Black Widow: Why We Owe Rocky & Bullwinkle for Natasha Romanov

This is Foggy Ruins of TIme, a feature that provides the cultural context behind certain comic book characters/behaviors. You know, the sort of then-topical references that have faded into the “foggy ruins of time.” To wit, twenty years from now, a college senior watching episodes of "Seinfeld" will likely miss a lot of the then-topical pop culture humor (like the very specific references in “The Understudy” to the Nancy Kerrigan/Tonya Harding scandal).

Reader Rob H. wrote in because he wanted to see a bit about the debt that Marvel Comics owes to the TV series, Rocky and Bullwinkle.

In case you're not familiar with the program, Rocky and Bullwinkle was a cartoon variety series that aired from 1959-1964 by Jay Ward Productions...

One of the most popular characters on the show were the villainous Boris Badanov and Natasha Fatale, Russian spies who constantly clashed with our heroic moose and squirrel...

Boris and Natasha became very famous, even outside of the show, as the names "Boris and Natasha" became basically slang for spies.

Meanwhile, over in Marvel Comics, Stan Lee and Marvel Comics were making a lot of hay out of Communist villains in Marvel Comics. Lots and lots of villains were "dirty Reds," but no one seemed to fight more Communists than Iron Man, who was pretty much the symbol of American capitalism.

One plotline had the Russians sending their own version of Iron Man after Iron Man called the Crimson Dynamo. Vanko, the Russian scientist who designed the Dynamo armor, ultimately defected to the States to go work for Tony Stark. That, naturally, did not sit well with his superiors back in Russia, so in 1964's Tales of Suspense #52 (by Stan Lee, Don Rico and Don Heck), the Russians sent two new operatives after both Vanko AND Tony Stark.

Their names? Why, Boris and Natasha, of course!!

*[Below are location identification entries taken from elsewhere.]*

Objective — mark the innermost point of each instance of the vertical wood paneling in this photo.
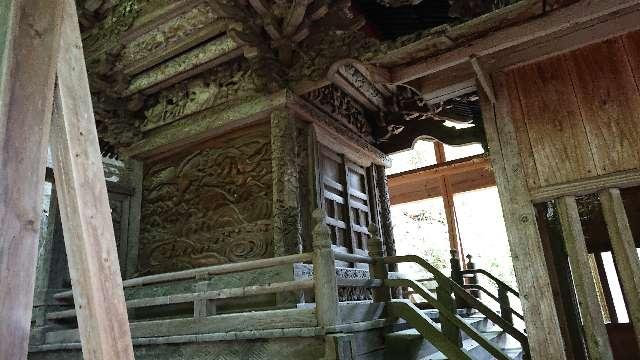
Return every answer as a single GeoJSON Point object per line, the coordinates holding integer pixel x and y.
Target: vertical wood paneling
{"type": "Point", "coordinates": [553, 121]}
{"type": "Point", "coordinates": [595, 331]}
{"type": "Point", "coordinates": [609, 103]}
{"type": "Point", "coordinates": [632, 47]}
{"type": "Point", "coordinates": [522, 135]}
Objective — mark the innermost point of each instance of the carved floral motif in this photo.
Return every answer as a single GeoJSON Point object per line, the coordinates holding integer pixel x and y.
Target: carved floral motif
{"type": "Point", "coordinates": [208, 207]}
{"type": "Point", "coordinates": [232, 81]}
{"type": "Point", "coordinates": [337, 103]}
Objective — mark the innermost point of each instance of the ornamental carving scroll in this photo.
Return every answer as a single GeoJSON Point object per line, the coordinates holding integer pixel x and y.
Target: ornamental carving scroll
{"type": "Point", "coordinates": [209, 206]}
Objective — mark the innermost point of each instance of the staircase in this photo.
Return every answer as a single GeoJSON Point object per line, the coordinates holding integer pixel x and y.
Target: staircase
{"type": "Point", "coordinates": [409, 344]}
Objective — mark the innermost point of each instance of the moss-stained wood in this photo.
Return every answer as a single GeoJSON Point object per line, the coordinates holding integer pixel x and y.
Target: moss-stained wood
{"type": "Point", "coordinates": [204, 125]}
{"type": "Point", "coordinates": [222, 192]}
{"type": "Point", "coordinates": [553, 122]}
{"type": "Point", "coordinates": [203, 57]}
{"type": "Point", "coordinates": [624, 252]}
{"type": "Point", "coordinates": [595, 331]}
{"type": "Point", "coordinates": [609, 102]}
{"type": "Point", "coordinates": [286, 209]}
{"type": "Point", "coordinates": [30, 35]}
{"type": "Point", "coordinates": [84, 205]}
{"type": "Point", "coordinates": [632, 47]}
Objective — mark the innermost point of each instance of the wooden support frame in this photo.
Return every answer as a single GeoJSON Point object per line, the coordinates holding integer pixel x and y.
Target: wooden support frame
{"type": "Point", "coordinates": [541, 316]}
{"type": "Point", "coordinates": [595, 331]}
{"type": "Point", "coordinates": [624, 252]}
{"type": "Point", "coordinates": [29, 31]}
{"type": "Point", "coordinates": [84, 206]}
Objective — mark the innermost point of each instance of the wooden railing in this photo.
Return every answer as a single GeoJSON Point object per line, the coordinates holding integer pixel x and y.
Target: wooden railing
{"type": "Point", "coordinates": [325, 284]}
{"type": "Point", "coordinates": [503, 299]}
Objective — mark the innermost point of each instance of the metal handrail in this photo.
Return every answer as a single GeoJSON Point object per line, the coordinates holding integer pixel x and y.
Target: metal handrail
{"type": "Point", "coordinates": [464, 295]}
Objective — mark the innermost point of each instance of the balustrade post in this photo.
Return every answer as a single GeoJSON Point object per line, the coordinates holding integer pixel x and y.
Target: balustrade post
{"type": "Point", "coordinates": [377, 270]}
{"type": "Point", "coordinates": [472, 280]}
{"type": "Point", "coordinates": [449, 329]}
{"type": "Point", "coordinates": [456, 275]}
{"type": "Point", "coordinates": [505, 304]}
{"type": "Point", "coordinates": [324, 272]}
{"type": "Point", "coordinates": [456, 272]}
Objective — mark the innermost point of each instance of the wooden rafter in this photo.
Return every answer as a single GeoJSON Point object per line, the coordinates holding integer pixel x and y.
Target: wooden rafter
{"type": "Point", "coordinates": [45, 36]}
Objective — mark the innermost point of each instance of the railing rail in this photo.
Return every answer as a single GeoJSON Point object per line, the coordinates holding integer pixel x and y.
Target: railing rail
{"type": "Point", "coordinates": [506, 310]}
{"type": "Point", "coordinates": [453, 317]}
{"type": "Point", "coordinates": [461, 293]}
{"type": "Point", "coordinates": [206, 271]}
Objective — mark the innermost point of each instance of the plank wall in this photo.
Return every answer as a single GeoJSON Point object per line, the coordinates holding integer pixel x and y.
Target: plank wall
{"type": "Point", "coordinates": [577, 115]}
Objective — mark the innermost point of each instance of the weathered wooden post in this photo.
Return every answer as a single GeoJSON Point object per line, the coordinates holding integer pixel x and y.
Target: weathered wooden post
{"type": "Point", "coordinates": [505, 304]}
{"type": "Point", "coordinates": [377, 270]}
{"type": "Point", "coordinates": [456, 271]}
{"type": "Point", "coordinates": [473, 279]}
{"type": "Point", "coordinates": [324, 272]}
{"type": "Point", "coordinates": [449, 329]}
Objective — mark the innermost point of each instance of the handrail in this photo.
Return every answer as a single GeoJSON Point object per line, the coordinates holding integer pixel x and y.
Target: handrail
{"type": "Point", "coordinates": [206, 271]}
{"type": "Point", "coordinates": [204, 295]}
{"type": "Point", "coordinates": [451, 316]}
{"type": "Point", "coordinates": [341, 256]}
{"type": "Point", "coordinates": [491, 295]}
{"type": "Point", "coordinates": [463, 294]}
{"type": "Point", "coordinates": [498, 282]}
{"type": "Point", "coordinates": [427, 328]}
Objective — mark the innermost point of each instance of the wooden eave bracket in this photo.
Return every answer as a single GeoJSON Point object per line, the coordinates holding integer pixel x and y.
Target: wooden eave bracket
{"type": "Point", "coordinates": [483, 78]}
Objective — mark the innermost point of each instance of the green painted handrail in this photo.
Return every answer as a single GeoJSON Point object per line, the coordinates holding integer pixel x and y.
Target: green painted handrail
{"type": "Point", "coordinates": [463, 294]}
{"type": "Point", "coordinates": [451, 316]}
{"type": "Point", "coordinates": [427, 328]}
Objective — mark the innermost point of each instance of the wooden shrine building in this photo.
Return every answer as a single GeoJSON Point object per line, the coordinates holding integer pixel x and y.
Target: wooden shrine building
{"type": "Point", "coordinates": [244, 143]}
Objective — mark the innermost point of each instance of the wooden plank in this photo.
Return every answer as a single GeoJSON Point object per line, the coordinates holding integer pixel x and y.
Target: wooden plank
{"type": "Point", "coordinates": [260, 320]}
{"type": "Point", "coordinates": [522, 134]}
{"type": "Point", "coordinates": [449, 207]}
{"type": "Point", "coordinates": [84, 206]}
{"type": "Point", "coordinates": [541, 316]}
{"type": "Point", "coordinates": [558, 138]}
{"type": "Point", "coordinates": [592, 321]}
{"type": "Point", "coordinates": [624, 253]}
{"type": "Point", "coordinates": [29, 33]}
{"type": "Point", "coordinates": [535, 34]}
{"type": "Point", "coordinates": [623, 179]}
{"type": "Point", "coordinates": [441, 169]}
{"type": "Point", "coordinates": [632, 47]}
{"type": "Point", "coordinates": [609, 102]}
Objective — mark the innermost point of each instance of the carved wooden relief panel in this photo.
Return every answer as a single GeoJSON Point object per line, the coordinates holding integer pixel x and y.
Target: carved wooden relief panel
{"type": "Point", "coordinates": [209, 205]}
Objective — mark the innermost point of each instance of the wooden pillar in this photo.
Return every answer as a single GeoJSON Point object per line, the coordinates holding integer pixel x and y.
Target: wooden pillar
{"type": "Point", "coordinates": [449, 207]}
{"type": "Point", "coordinates": [29, 41]}
{"type": "Point", "coordinates": [541, 316]}
{"type": "Point", "coordinates": [378, 270]}
{"type": "Point", "coordinates": [624, 252]}
{"type": "Point", "coordinates": [595, 331]}
{"type": "Point", "coordinates": [84, 206]}
{"type": "Point", "coordinates": [286, 209]}
{"type": "Point", "coordinates": [324, 272]}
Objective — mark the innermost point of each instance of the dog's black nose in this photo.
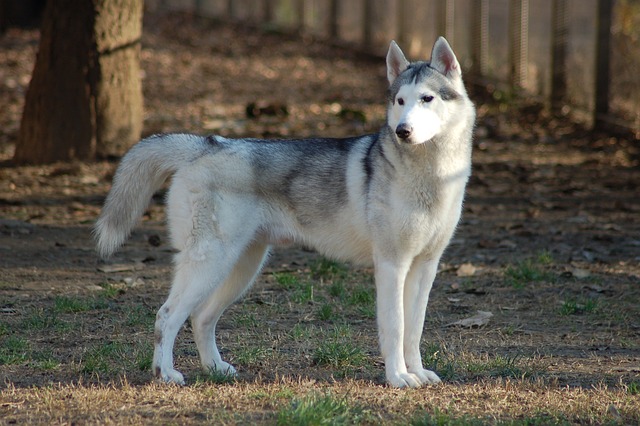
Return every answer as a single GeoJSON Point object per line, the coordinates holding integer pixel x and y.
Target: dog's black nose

Boris ended up stealing the Crimson Dynamo armor, but then died when it short circuited. Natasha, the Black Widow, stuck around and continued to plague Iron Man. She even enlisted a carnival archer named Hawkeye to attack Iron Man. Hawkeye eventually couldn't remain a villain and he ultimately got Black Widow to become a hero, as well.

Decades later (and one cool costume change by John Romita), Black Widow is now one of Marvel's most prominent female superheroes...

And we owe it all to that Moose and Squirrel!